25.09.2020
Fondation Franz Weber

Revision des JSG: Wie das bestehende Gesetz unter Beschuss kam

Nach der Rückkehr des Wolfes in die Schweiz – nachdem dieser sich jahrzehntelang nicht mehr über die Grenzen getraut hatte – wurden bald Forderungen zur «pragmatischen» Bestandsregulierung laut, obwohl der Wolf nach Schweizer Gesetz und der Berner Konvention geschützt ist. Bereits heute gibt es für die Kantone die Möglichkeit, in Wolfbestände einzugreifen, wenn das Bundesamt für Umwelt (BAFU) den Eingriff bewilligt. Das seit 1986 bestehende Jagd- und Schutzgesetz (JSG) bietet genügend Möglichkeiten und Verfahren, um allfällige Konflikte zwischen Menschen und wildlebenden Tieren pragmatisch zu lösen.

Die lautstarken Forderungen nach Wolfsregulierungen aus «besorgten» Bauern- und Jägerkreisen veranlassten den Bundesrat jedoch dazu, im August 2016 eine Vernehmlassung zur Teilrevision des bestehenden JSG zu eröffnen. Sowohl Stände- als auch Nationalrat folgten bei der Beratung der Änderungsvorschläge in weiten Teilen dem Bundesrat. Das Resultat sind geplante Gesetzesänderungen, die fatal wären für unsere Wildtiere:

  • Künftig kann man unliebsame, bedrohte und geschützte Tiere töten, noch bevor sie Schaden angerichtet haben – alles unter dem Deckmantel
    der «Regulierung». Allein ihre Existenz reicht aus, um sie dezimieren zu dürfen.
  • War es früher der Bund, der den Abschuss bundesrechtlich geschützter Tiere genehmigen musste, sollen in Zukunft die Kantone über solche Abschüsse entscheiden dürfen. Wildtiere halten sich jedoch nicht an Kantonsgrenzen. Es ist komplett fahrlässig, diese Entscheidungskompetenz
    an die Kantone auszulagern.
  • Der Bundesrat soll neu die Liste geschützter Tiere, die geschossen werden können – aktuell sind dies der Steinbock und der Wolf – ohne
    Parlamentsbeschluss oder Volksabstimmung erweitern können. Die hitzige parlamentarische Debatte zur JSG-Revision hat bereits deutlich
    gemacht, wie viele weitere geschützte Tierarten betroffen sein dürften: Biber, Luchs, Fischotter, Graureiher und Gänsesäger droht bald ebenfalls
    der Abschuss.
  • Den Umweltverbänden wird das Recht genommen, gegen Verfügungen der Kantone, die jagdbare Tiere betreffen, Beschwerde einzulegen.
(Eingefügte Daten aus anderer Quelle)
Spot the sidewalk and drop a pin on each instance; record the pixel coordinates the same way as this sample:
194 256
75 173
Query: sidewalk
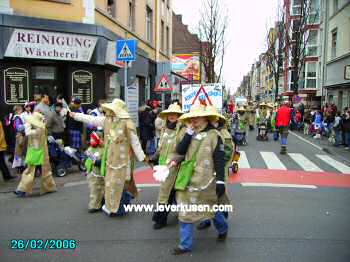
324 144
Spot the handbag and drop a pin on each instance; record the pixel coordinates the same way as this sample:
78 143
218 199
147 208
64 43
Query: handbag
35 156
186 171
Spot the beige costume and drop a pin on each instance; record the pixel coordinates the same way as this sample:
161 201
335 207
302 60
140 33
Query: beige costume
36 132
122 146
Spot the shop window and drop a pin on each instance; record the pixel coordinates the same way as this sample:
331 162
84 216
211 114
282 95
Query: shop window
44 72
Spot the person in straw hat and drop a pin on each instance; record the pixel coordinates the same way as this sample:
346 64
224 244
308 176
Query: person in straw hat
37 155
219 122
251 115
203 148
121 147
171 134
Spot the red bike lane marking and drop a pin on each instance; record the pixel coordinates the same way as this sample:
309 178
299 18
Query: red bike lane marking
321 179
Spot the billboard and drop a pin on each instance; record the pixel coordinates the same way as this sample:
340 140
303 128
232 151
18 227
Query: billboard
209 94
186 65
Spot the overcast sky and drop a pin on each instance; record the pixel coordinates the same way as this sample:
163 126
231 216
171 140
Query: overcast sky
249 20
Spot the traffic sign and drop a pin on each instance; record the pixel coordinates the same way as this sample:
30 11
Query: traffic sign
164 84
126 50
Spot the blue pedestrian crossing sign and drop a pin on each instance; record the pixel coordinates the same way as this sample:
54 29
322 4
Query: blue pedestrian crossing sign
126 50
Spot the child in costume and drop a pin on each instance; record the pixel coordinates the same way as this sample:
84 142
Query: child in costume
93 168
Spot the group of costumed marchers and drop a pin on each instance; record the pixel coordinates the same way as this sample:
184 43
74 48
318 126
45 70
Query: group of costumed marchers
195 150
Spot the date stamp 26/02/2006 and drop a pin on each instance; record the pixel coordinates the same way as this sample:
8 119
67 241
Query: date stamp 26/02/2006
43 244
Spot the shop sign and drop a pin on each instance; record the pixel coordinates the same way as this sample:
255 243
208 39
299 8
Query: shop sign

Für die Fondation Franz Weber ist klar, dass mit der vorliegenden Revision meilenweit am Ziel vorbeigeschossen wurde: In Anbetracht des Biodiversitätsnotstands – in der Schweiz und weltweit – hätten sich Bund, Parlament und Kantone zum höchsten Ziel setzen sollen, weitere Arten zu schützen, statt diese durch eine Vereinfachung und Erhöhung der Jagd noch stärkerem Druck auszusetzen.

Jetzt NEIN stimmen und alle Kräfte mobilisieren für die Abstimmung am Sonntag, 27. September 2020!